El caso es que a los diecisiete años preparé oposiciones a inspector del Cuerpo General de Policía, la policía secreta. Era un estudiante malísimo, pero durante nueve meses estudié como un loco y al cabo de ese tiempo saqué las oposiciones, y encima con buen número. ¿Qué le parece? Para hacer las prácticas tuve que mudarme de Cáceres a Madrid; allí me instalé en una pensión de Jacometrezo desde donde iba y venía a diario hasta la Escuela de Policía, en el número 5 de la calle Miguel Ángel. En esa época empecé a entender en qué consistía de verdad este oficio. ¿Y sabe una cosa? No me decepcionó; bueno, algunas cosas sí me decepcionaron –ya sabe: las rutinas obligatorias, los compañeros tarados, los mares de burocracia, cosas por el estilo–, pero a cambio hice un descubrimiento que debió sorprenderme muchísimo y no me sorprendió nada, y es que ser policía era lo que siempre había pensado que iba a ser. Ya le digo que era un idealista, y además un idealista tan tozudo que durante mucho tiempo creí que mi oficio era el mejor oficio del mundo; ahora que llevo casi cuarenta años haciéndolo ya sé que es el peor, dejando aparte todos los demás.

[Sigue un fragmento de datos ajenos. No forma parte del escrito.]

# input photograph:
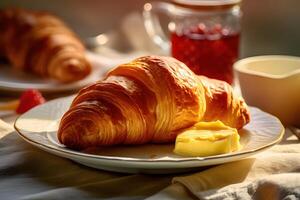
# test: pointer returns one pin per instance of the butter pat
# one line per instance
(207, 139)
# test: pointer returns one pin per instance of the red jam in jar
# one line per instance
(210, 52)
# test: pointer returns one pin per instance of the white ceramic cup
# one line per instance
(272, 83)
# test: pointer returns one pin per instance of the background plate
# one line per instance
(39, 127)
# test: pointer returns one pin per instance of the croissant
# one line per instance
(147, 101)
(40, 43)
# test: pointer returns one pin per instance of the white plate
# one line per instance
(12, 80)
(39, 127)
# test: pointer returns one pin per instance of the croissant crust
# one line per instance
(147, 101)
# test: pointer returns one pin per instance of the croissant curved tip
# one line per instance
(72, 70)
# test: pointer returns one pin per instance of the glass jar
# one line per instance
(204, 34)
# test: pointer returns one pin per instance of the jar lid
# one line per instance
(206, 2)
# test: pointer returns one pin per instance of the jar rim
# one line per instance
(207, 2)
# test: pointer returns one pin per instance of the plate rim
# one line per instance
(144, 160)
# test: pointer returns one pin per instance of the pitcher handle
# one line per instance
(153, 25)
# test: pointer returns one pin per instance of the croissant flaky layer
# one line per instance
(147, 100)
(40, 43)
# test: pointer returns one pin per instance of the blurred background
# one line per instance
(269, 26)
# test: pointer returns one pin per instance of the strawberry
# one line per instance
(29, 99)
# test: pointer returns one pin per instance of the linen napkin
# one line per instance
(274, 174)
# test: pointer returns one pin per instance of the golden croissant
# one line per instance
(147, 101)
(40, 43)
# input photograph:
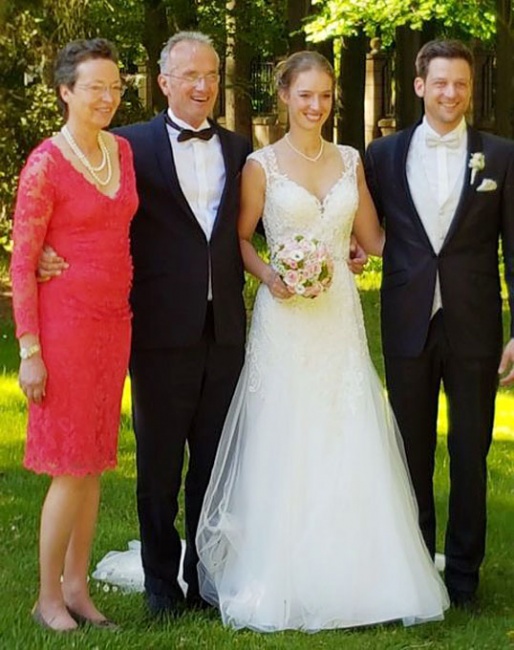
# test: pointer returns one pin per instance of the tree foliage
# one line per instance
(458, 18)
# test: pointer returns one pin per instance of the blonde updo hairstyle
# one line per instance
(287, 70)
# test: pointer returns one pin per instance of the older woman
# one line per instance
(76, 192)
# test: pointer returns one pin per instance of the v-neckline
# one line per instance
(110, 197)
(285, 176)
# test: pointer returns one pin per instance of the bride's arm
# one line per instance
(253, 189)
(366, 226)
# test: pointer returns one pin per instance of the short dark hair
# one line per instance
(74, 53)
(442, 49)
(287, 71)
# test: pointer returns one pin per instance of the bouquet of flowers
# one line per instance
(304, 265)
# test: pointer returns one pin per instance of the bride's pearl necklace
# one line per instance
(106, 158)
(315, 158)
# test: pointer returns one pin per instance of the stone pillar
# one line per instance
(374, 91)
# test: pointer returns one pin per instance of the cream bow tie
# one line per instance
(451, 140)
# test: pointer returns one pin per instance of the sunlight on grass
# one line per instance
(503, 422)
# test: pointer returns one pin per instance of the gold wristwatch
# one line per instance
(26, 353)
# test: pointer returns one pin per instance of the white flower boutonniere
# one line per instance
(487, 185)
(476, 164)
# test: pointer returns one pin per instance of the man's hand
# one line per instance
(32, 378)
(50, 265)
(507, 364)
(358, 257)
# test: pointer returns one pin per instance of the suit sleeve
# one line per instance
(370, 169)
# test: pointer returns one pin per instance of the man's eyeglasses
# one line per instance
(99, 90)
(193, 79)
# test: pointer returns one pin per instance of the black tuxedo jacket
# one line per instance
(170, 252)
(468, 260)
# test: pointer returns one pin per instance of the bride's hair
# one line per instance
(287, 70)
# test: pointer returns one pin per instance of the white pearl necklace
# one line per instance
(106, 158)
(300, 153)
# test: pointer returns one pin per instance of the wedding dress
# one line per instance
(309, 521)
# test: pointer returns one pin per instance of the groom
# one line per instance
(445, 193)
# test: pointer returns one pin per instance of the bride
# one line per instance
(309, 521)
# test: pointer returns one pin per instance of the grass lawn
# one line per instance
(21, 494)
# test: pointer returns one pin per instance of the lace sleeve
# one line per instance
(34, 208)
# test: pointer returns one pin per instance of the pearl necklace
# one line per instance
(316, 157)
(106, 159)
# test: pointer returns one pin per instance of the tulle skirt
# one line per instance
(309, 521)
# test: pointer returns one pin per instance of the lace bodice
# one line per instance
(290, 209)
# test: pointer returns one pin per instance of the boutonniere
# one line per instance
(487, 185)
(476, 164)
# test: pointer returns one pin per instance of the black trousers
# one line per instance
(180, 396)
(470, 385)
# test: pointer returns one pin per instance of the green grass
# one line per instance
(21, 494)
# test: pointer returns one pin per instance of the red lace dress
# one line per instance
(83, 316)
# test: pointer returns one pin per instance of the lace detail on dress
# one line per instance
(82, 316)
(34, 207)
(290, 209)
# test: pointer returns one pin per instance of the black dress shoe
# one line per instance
(466, 600)
(162, 606)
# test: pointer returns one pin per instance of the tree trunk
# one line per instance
(327, 49)
(408, 107)
(238, 104)
(297, 10)
(352, 79)
(155, 34)
(504, 106)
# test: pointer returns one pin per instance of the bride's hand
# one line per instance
(276, 286)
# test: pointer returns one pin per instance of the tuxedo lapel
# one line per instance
(228, 159)
(166, 164)
(475, 145)
(400, 163)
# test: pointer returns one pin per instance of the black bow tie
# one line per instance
(187, 134)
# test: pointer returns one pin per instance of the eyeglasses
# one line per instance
(99, 90)
(193, 79)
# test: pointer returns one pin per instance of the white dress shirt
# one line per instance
(201, 174)
(436, 168)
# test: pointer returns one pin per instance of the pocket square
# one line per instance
(487, 185)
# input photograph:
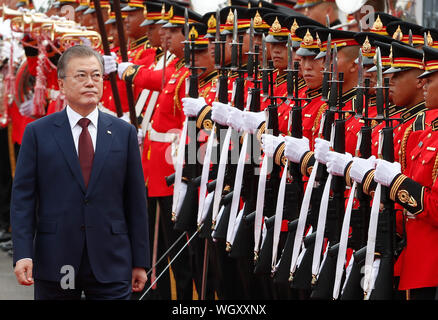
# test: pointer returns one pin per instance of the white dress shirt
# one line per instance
(76, 129)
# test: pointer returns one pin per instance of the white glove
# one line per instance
(192, 106)
(5, 49)
(219, 112)
(122, 67)
(140, 136)
(109, 63)
(126, 117)
(336, 162)
(386, 172)
(270, 143)
(235, 119)
(253, 120)
(322, 147)
(361, 166)
(295, 148)
(26, 108)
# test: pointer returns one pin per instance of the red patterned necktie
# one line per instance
(86, 150)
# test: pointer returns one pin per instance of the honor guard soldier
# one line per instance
(414, 189)
(319, 10)
(162, 135)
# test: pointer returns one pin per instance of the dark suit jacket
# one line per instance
(53, 215)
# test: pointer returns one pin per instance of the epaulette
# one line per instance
(131, 72)
(408, 193)
(410, 113)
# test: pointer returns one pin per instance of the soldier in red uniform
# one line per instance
(415, 190)
(163, 133)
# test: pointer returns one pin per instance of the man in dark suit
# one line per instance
(78, 198)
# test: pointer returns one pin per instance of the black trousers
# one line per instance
(84, 282)
(5, 179)
(182, 266)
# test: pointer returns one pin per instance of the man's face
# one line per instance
(153, 34)
(430, 91)
(373, 80)
(312, 71)
(132, 23)
(403, 87)
(82, 94)
(278, 55)
(174, 41)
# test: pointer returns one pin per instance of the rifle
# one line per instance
(186, 219)
(124, 53)
(107, 51)
(323, 286)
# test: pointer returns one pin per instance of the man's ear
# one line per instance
(420, 83)
(61, 85)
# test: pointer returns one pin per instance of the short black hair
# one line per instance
(75, 52)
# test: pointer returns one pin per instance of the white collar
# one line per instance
(74, 117)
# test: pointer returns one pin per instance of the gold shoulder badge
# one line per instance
(429, 39)
(276, 26)
(398, 34)
(230, 18)
(378, 25)
(258, 19)
(366, 46)
(193, 32)
(207, 124)
(294, 27)
(211, 22)
(308, 39)
(405, 197)
(318, 41)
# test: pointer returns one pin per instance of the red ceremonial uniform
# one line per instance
(168, 118)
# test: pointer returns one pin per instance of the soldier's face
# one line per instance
(174, 41)
(153, 33)
(430, 91)
(373, 80)
(312, 71)
(278, 55)
(132, 23)
(82, 95)
(404, 86)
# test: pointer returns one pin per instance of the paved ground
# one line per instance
(9, 288)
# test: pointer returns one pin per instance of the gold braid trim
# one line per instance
(396, 185)
(279, 153)
(347, 175)
(435, 169)
(403, 147)
(176, 99)
(261, 131)
(12, 159)
(366, 185)
(202, 115)
(318, 116)
(305, 161)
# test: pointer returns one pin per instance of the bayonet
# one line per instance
(217, 48)
(187, 40)
(411, 42)
(234, 44)
(379, 86)
(327, 72)
(358, 107)
(333, 98)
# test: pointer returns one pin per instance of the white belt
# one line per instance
(162, 136)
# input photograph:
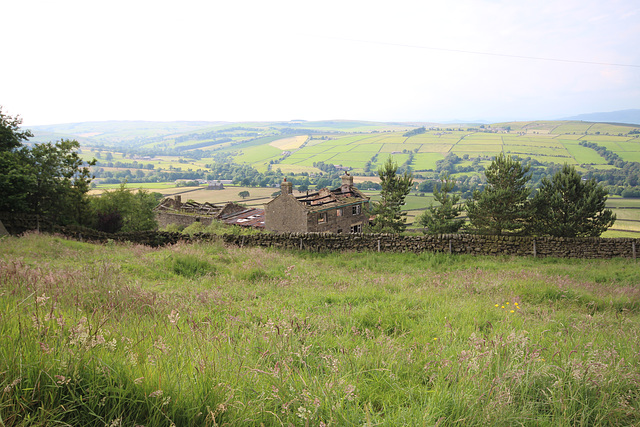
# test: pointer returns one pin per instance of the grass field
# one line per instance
(205, 334)
(545, 141)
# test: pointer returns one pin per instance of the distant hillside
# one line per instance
(621, 116)
(144, 133)
(116, 132)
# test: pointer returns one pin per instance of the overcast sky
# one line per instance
(72, 61)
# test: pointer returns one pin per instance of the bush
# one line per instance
(196, 227)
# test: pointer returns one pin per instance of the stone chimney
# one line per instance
(347, 182)
(286, 187)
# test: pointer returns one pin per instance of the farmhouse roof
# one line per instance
(325, 199)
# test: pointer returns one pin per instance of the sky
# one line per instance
(70, 61)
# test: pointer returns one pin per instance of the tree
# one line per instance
(567, 206)
(442, 219)
(11, 137)
(124, 210)
(389, 217)
(48, 180)
(503, 205)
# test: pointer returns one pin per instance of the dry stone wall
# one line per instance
(588, 247)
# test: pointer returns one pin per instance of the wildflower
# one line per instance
(10, 387)
(42, 299)
(174, 316)
(45, 348)
(62, 380)
(157, 393)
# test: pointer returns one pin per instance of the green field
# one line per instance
(204, 334)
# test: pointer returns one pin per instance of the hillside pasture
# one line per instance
(208, 334)
(582, 155)
(291, 143)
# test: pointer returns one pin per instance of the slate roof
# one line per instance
(327, 199)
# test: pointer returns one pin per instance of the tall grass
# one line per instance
(208, 335)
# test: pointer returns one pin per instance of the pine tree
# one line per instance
(567, 206)
(389, 217)
(503, 206)
(442, 219)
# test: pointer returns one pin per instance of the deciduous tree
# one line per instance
(48, 180)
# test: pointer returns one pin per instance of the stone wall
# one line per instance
(587, 247)
(165, 218)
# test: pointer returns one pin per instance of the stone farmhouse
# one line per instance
(173, 211)
(340, 211)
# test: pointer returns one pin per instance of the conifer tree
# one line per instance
(442, 219)
(389, 217)
(502, 207)
(567, 206)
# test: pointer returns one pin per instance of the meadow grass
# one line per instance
(205, 334)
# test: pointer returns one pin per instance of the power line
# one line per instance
(473, 52)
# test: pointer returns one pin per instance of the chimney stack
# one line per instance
(347, 183)
(286, 187)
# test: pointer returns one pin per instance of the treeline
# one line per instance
(51, 183)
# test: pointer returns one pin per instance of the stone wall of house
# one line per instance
(284, 213)
(165, 218)
(333, 223)
(448, 243)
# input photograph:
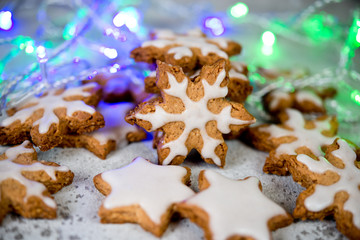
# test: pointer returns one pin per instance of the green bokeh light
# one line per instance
(268, 38)
(321, 27)
(239, 10)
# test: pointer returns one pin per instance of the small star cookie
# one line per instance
(192, 114)
(45, 119)
(26, 183)
(187, 51)
(142, 193)
(230, 209)
(293, 136)
(333, 187)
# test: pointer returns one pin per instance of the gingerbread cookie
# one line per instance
(192, 114)
(333, 187)
(116, 133)
(46, 119)
(304, 100)
(142, 193)
(187, 51)
(293, 136)
(230, 209)
(239, 85)
(26, 183)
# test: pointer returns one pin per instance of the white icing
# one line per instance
(236, 207)
(154, 188)
(180, 52)
(116, 128)
(306, 95)
(311, 138)
(12, 170)
(184, 43)
(195, 116)
(49, 103)
(277, 96)
(235, 74)
(349, 181)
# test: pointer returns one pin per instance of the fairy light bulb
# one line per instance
(128, 16)
(6, 22)
(239, 10)
(268, 38)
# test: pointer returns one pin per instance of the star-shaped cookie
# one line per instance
(230, 209)
(142, 193)
(26, 183)
(293, 136)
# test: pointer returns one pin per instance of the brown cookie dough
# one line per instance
(230, 209)
(142, 193)
(26, 184)
(293, 136)
(116, 133)
(332, 187)
(192, 114)
(46, 119)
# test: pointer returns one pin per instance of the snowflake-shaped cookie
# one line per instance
(328, 194)
(142, 193)
(186, 51)
(292, 137)
(230, 209)
(192, 114)
(239, 85)
(26, 183)
(44, 120)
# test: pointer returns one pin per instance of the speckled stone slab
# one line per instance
(78, 203)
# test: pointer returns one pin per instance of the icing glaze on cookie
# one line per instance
(12, 170)
(155, 188)
(195, 116)
(311, 138)
(349, 181)
(236, 207)
(116, 128)
(235, 74)
(277, 96)
(306, 95)
(49, 103)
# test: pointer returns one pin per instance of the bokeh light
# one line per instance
(6, 22)
(239, 10)
(268, 38)
(128, 16)
(215, 25)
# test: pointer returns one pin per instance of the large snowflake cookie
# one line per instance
(293, 136)
(239, 85)
(116, 133)
(143, 193)
(333, 187)
(192, 114)
(46, 119)
(230, 209)
(26, 183)
(187, 51)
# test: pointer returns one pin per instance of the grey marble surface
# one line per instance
(78, 203)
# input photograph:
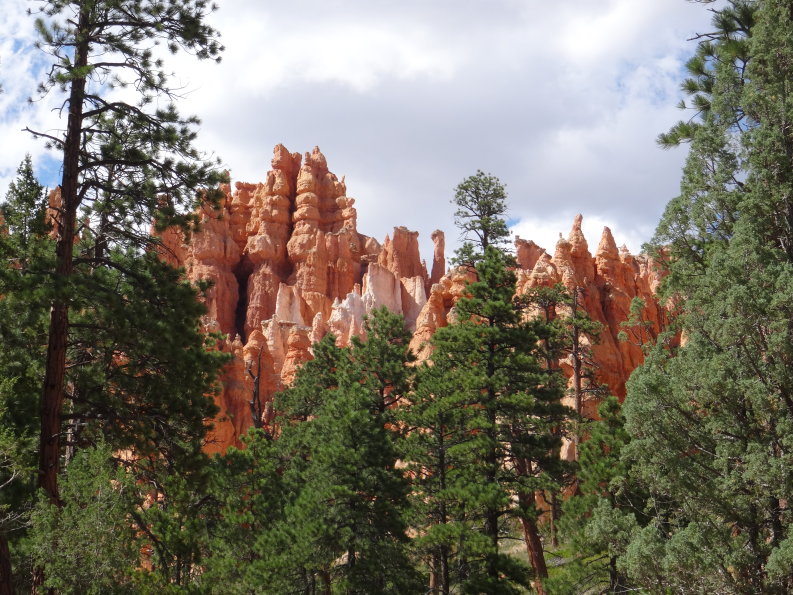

¿De qué estábamos hablando? Ah, sí. Mis prácticas. Para qué mentirle: Madrid me intimidaba un poco, en parte porque siempre había vivido en una ciudad pequeña y en parte porque aquella era una época difícil y yo y los compañeros veteranos con los que patrullaba por la ciudad nos topábamos a todas horas con altercados callejeros: un día era una manifestación ilegal, otro un atentado terrorista, otro un atraco a un banco. Qué sé yo. El caso es que me dije en seguida que aquel follón era demasiado para mí y que ni Madrid ni ninguna gran ciudad me convenía de momento.

Esa es una de las razones que explican la decisión que tomé al terminar las prácticas: pedir plaza aquí, en Gerona. Yo quería y no quería volver a Cáceres. La ciudad me gustaba, pero no me gustaba un pelo la idea de volver a vivir en ella, y menos todavía con mis padres. Y entonces pensé que Gerona era una buena solución para aquel querer y no querer, porque no era Cáceres pero se le parecía mucho –las dos eran capitales de provincia viejas y tranquilas, con un gran casco antiguo y tal–, y pensé que eso haría que no me sintiese extraño en Gerona; también debí de pensar que allí podría foguearme antes de volver a casa o de elegir un destino mejor, haciendo un trabajo menos duro y más fácil que el que me tocaría hacer en una gran ciudad. Además (esto puede parecerle una tontería pero fue importantísimo), no sé por qué sentía mucha curiosidad por los catalanes, sobre todo por la gente de Gerona. Miento, sí lo sé: sentía curiosidad porque durante las prácticas leí Gerona, la novela de Galdós. ¿La conoce usted? Es un retrato de la ciudad durante el sitio que le montaron las tropas de Napoleón. Cuando lo leí, hace cuarenta años, me entusiasmó; aquello era la hostia: la tragedia total de la guerra, la grandeza de una ciudad entera en armas y defendida por una gente de hierro, el heroísmo del general Álvarez de Castro, un personaje de tamaño mitológico que se niega a entregar a los franceses la ciudad arruinada y muerta de hambre, y que Galdós pinta como el mayor patriota de su siglo. ¿Qué le parece? En 1974 yo tenía solo diecinueve años y aquellas cosas me impresionaban, así que pensé que Gerona era el lugar ideal donde empezar.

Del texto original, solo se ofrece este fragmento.